Chapter 3: Part III: Things That My Mind Told Me When I Was Depressed


  1. That things were way worse than they actually were.
  2. All of my faults as an individual were insurmountable.
  3. This feeling would never pass and I would never be happy again.
  4. I was undeserving of anything in my life that was good.
  5. I deserved to feel this way.
  6. I should deal with this on my own.
  7. I was worthless.
  8. I was inadequate.
  9. Death would be a welcome release from this feeling. *
  10. Whatever my mind was telling me was the truth.



*for some reason, not everyone gets this thought. Some people can get into the greatest depths of depression and never consider taking their own life. Others can get milder depression and instantly turn to thoughts of suicide. A biological predisposition?

3 thoughts on “Chapter 3: Part III: Things That My Mind Told Me When I Was Depressed”

  1. These posts are both hard and inspiring to read. Hard because even though I feel better, I still remember that inability to look forward to things in the future or happily engage in the present and I feel a small lingering feeling of “what if.” I don’t want to be there again. Inspiring because you have made me feel less “medicated” if that makes sense- that if someone as “balanced” as you always appear to me has walked the road, then it really isn’t me or something wrong with me…. it’s my brain and the serotonin issues. Truly.
    Mental illness doesn’t discriminate and it took me a long time to accept that.
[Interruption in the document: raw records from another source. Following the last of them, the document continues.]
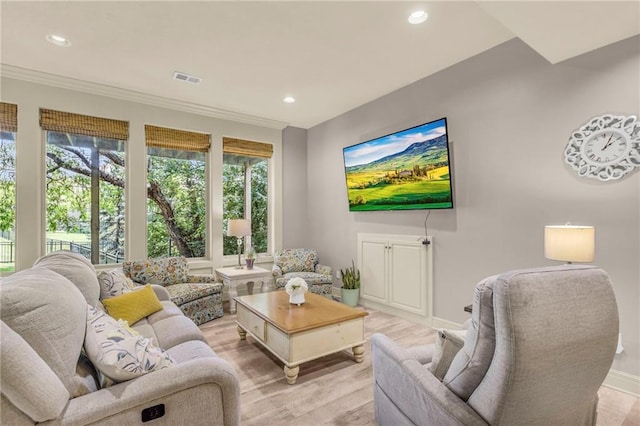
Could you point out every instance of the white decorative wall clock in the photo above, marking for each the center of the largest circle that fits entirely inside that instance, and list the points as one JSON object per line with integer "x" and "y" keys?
{"x": 605, "y": 148}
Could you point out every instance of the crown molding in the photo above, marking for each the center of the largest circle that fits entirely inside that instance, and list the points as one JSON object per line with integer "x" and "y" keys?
{"x": 32, "y": 76}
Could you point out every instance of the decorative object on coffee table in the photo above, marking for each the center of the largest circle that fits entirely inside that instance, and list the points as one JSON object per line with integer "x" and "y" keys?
{"x": 350, "y": 285}
{"x": 296, "y": 288}
{"x": 232, "y": 277}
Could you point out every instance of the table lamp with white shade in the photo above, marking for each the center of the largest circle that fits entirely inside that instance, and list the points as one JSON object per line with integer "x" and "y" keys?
{"x": 239, "y": 228}
{"x": 569, "y": 243}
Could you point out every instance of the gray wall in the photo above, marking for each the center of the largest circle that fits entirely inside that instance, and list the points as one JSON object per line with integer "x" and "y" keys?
{"x": 510, "y": 114}
{"x": 294, "y": 187}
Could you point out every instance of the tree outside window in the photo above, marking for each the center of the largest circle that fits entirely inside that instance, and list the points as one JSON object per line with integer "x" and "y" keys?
{"x": 85, "y": 196}
{"x": 85, "y": 181}
{"x": 7, "y": 200}
{"x": 176, "y": 209}
{"x": 176, "y": 192}
{"x": 245, "y": 194}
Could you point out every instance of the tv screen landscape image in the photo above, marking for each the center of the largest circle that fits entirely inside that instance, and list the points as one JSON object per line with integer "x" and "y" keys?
{"x": 405, "y": 170}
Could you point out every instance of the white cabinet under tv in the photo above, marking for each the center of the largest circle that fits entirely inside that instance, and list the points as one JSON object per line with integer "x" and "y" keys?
{"x": 396, "y": 274}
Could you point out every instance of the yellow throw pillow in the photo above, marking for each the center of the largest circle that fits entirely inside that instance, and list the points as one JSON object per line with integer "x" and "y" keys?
{"x": 133, "y": 306}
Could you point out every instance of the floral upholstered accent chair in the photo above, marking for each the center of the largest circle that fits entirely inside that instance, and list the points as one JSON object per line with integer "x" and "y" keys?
{"x": 303, "y": 263}
{"x": 198, "y": 296}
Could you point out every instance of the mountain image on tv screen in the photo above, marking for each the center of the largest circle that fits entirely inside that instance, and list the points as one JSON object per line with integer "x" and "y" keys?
{"x": 405, "y": 170}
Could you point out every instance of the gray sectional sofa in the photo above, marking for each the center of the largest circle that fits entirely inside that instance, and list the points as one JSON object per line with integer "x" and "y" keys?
{"x": 52, "y": 368}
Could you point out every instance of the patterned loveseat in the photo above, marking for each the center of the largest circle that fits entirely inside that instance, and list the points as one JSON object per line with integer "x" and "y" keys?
{"x": 198, "y": 296}
{"x": 303, "y": 263}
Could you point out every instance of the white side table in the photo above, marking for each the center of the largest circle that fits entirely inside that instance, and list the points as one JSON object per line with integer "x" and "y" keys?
{"x": 232, "y": 276}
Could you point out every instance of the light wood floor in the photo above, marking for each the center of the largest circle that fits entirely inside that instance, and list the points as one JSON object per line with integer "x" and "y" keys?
{"x": 335, "y": 390}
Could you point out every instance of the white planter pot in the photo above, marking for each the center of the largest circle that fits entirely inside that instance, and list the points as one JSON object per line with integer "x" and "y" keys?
{"x": 296, "y": 298}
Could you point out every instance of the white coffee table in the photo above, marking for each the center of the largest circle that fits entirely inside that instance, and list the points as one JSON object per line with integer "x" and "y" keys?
{"x": 297, "y": 334}
{"x": 232, "y": 277}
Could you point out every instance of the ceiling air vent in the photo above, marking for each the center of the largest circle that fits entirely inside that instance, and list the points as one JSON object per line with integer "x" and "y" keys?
{"x": 186, "y": 77}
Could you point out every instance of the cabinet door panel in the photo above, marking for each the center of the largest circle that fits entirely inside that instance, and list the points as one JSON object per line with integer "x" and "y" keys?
{"x": 407, "y": 267}
{"x": 372, "y": 271}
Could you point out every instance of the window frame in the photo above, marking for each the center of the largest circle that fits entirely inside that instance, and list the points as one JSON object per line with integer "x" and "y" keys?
{"x": 266, "y": 257}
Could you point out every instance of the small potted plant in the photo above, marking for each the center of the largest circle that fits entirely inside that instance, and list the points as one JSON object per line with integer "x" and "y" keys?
{"x": 350, "y": 285}
{"x": 250, "y": 257}
{"x": 296, "y": 288}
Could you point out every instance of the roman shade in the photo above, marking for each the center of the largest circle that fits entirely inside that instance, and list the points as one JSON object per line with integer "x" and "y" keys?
{"x": 180, "y": 140}
{"x": 8, "y": 117}
{"x": 246, "y": 148}
{"x": 79, "y": 124}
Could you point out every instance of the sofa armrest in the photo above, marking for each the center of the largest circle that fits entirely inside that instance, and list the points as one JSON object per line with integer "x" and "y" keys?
{"x": 209, "y": 382}
{"x": 413, "y": 389}
{"x": 161, "y": 292}
{"x": 202, "y": 278}
{"x": 276, "y": 271}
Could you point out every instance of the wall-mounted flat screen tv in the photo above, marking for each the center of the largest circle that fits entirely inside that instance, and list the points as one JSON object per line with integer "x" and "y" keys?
{"x": 405, "y": 170}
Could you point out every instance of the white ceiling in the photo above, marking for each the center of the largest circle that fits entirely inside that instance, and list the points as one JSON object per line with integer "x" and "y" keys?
{"x": 331, "y": 56}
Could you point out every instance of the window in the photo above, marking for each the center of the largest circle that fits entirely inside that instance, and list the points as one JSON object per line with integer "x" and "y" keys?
{"x": 85, "y": 177}
{"x": 176, "y": 192}
{"x": 245, "y": 191}
{"x": 8, "y": 129}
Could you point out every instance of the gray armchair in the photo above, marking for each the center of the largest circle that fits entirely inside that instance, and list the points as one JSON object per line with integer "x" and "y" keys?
{"x": 540, "y": 343}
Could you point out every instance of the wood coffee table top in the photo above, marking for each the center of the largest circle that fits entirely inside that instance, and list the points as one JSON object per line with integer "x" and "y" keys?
{"x": 317, "y": 311}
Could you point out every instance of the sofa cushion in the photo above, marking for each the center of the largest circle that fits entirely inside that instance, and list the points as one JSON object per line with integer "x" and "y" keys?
{"x": 27, "y": 381}
{"x": 163, "y": 271}
{"x": 134, "y": 305}
{"x": 187, "y": 292}
{"x": 296, "y": 260}
{"x": 472, "y": 362}
{"x": 119, "y": 352}
{"x": 114, "y": 283}
{"x": 448, "y": 343}
{"x": 169, "y": 309}
{"x": 192, "y": 349}
{"x": 49, "y": 312}
{"x": 175, "y": 330}
{"x": 77, "y": 269}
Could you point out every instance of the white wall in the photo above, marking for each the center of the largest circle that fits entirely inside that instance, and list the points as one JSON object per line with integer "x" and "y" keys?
{"x": 30, "y": 163}
{"x": 294, "y": 187}
{"x": 510, "y": 114}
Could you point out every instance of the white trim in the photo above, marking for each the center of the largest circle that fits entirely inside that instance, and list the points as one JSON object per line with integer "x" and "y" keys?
{"x": 623, "y": 382}
{"x": 38, "y": 77}
{"x": 443, "y": 323}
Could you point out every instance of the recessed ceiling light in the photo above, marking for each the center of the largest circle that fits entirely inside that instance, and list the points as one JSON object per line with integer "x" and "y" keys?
{"x": 58, "y": 40}
{"x": 187, "y": 78}
{"x": 418, "y": 17}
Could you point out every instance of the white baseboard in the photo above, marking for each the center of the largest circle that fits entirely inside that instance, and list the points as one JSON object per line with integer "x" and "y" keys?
{"x": 443, "y": 323}
{"x": 623, "y": 382}
{"x": 396, "y": 312}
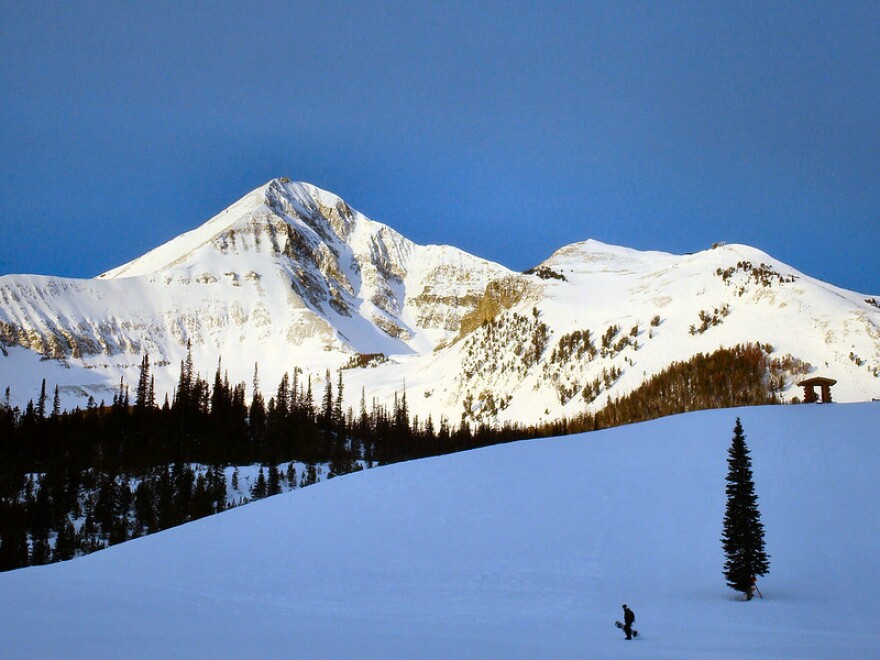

  2. Is it biological to think of ending ones life or does it go along with the other negative thoughts of depression… as in some people have some thoughts based on their make up or experiences? I suppose that is part biological. Does it become a possible way of stopping the pain because the person keeps saying it over and over in their head much like the other thoughts that appear and cannot be stopped. Why do some people self harm and others turn to non prescribed medication or alcohol to ease the pain? They are all coping mechanisms that are effective at the time but so dangerous too. Is it possible that it is like trying to get rid of a migraine? You will do anything to get rid of the pain. When one medication doesn’t work take another and then another until finally something works (but thankfully none of the medications were too much or a lethal combination). What do some people think they should end their lives to end the pain of depression and others feel they deserve to live with it?

    Why are there so few answers for an illness that affects so many people and generates so much money for the drug companies that make the medications that help people with depression….oh. Duh.